[Chapter 45] 45.30 Grabbing Parts of a String

45.30 Grabbing Parts of a String

How can you parse (split, search) a string of text to find the last word, the second column, and so on? There are a lot of different ways. Pick the one that works best for you - or invent another one! (UNIX has slots of ways to work with strings of text.)

45.30.1 Matching with expr

The expr command (45.28) can grab part of a string with a regular expression. The example below is from a shell script whose last command-line argument is a filename. The two commands below use expr to grab the last argument and all arguments except the last one. The "$*" gives expr a list of all command-line arguments in a single word. (Using "$@" (44.15) here wouldn't work because it gives individually quoted arguments. expr needs all arguments in one word.)

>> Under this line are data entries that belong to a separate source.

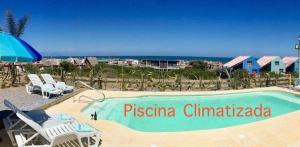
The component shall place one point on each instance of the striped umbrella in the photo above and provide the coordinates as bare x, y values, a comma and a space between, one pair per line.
13, 49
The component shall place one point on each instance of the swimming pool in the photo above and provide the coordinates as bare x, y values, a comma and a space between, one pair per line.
187, 113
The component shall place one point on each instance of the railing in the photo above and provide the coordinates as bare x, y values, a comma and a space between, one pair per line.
90, 98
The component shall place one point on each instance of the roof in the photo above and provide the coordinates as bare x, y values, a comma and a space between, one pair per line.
236, 61
263, 61
289, 60
51, 62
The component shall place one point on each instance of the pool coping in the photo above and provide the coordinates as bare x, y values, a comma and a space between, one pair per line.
199, 93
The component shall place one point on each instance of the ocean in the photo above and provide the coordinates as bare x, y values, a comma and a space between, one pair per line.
187, 58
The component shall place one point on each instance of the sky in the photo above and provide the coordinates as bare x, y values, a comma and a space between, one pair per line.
159, 27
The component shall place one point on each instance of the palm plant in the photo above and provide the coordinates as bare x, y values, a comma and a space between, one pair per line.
15, 28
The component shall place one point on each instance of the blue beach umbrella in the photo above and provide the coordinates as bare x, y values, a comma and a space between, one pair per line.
13, 49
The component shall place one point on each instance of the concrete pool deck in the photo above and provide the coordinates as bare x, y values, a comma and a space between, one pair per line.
278, 131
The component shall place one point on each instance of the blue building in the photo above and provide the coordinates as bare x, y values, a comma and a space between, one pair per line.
247, 63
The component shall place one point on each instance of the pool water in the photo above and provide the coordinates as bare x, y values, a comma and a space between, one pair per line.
113, 109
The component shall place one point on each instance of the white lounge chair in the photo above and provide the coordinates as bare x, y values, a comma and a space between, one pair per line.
51, 134
37, 85
60, 85
11, 122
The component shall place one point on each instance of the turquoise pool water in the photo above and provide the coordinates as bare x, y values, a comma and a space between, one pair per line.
185, 118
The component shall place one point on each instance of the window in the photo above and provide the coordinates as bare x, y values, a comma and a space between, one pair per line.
281, 70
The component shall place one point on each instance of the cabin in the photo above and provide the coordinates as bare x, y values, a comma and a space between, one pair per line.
160, 64
51, 62
291, 64
90, 61
247, 63
76, 61
271, 64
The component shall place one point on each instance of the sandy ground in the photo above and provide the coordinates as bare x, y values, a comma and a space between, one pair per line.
278, 131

last=`expr "$*" : '.* \(.*\)'`    # LAST ARGUMENT
first=`expr "$*" : '\(.*\) .*'`    # ALL BUT LAST ARGUMENT

Let's look at the regular expression that gets the last word. The leading part of the expression, .* , matches as many characters as it can, followed by a space. This includes all words up to and including the last space. After that, the end of the expression, $.*$, matches the last word.

The regular expression that grabs the first words is the same as the previous one - but I've moved the  pair. Now it grabs all words up to but not including the last space. The end of the regular expression, .*, matches the last space and last word - and expr ignores them. So the final .* really isn't needed here (though the space is). I've included that final .* because it follows from the first example.

expr is great when you want to split a string into just two parts. The .* also makes expr good for skipping a variable number of words when you don't know how many words a string will have. But expr is lousy for getting, say, the fourth word in a string. And it's almost useless for handling more than one line of text at a time.

45.30.2 Using echo with awk, colrm, or cut

awk can split lines into words. But awk has a lot of overhead and can take some time to execute, especially on a busy system. The cut (35.14) and colrm (35.15) commands start more quickly than awk but they can't do as much.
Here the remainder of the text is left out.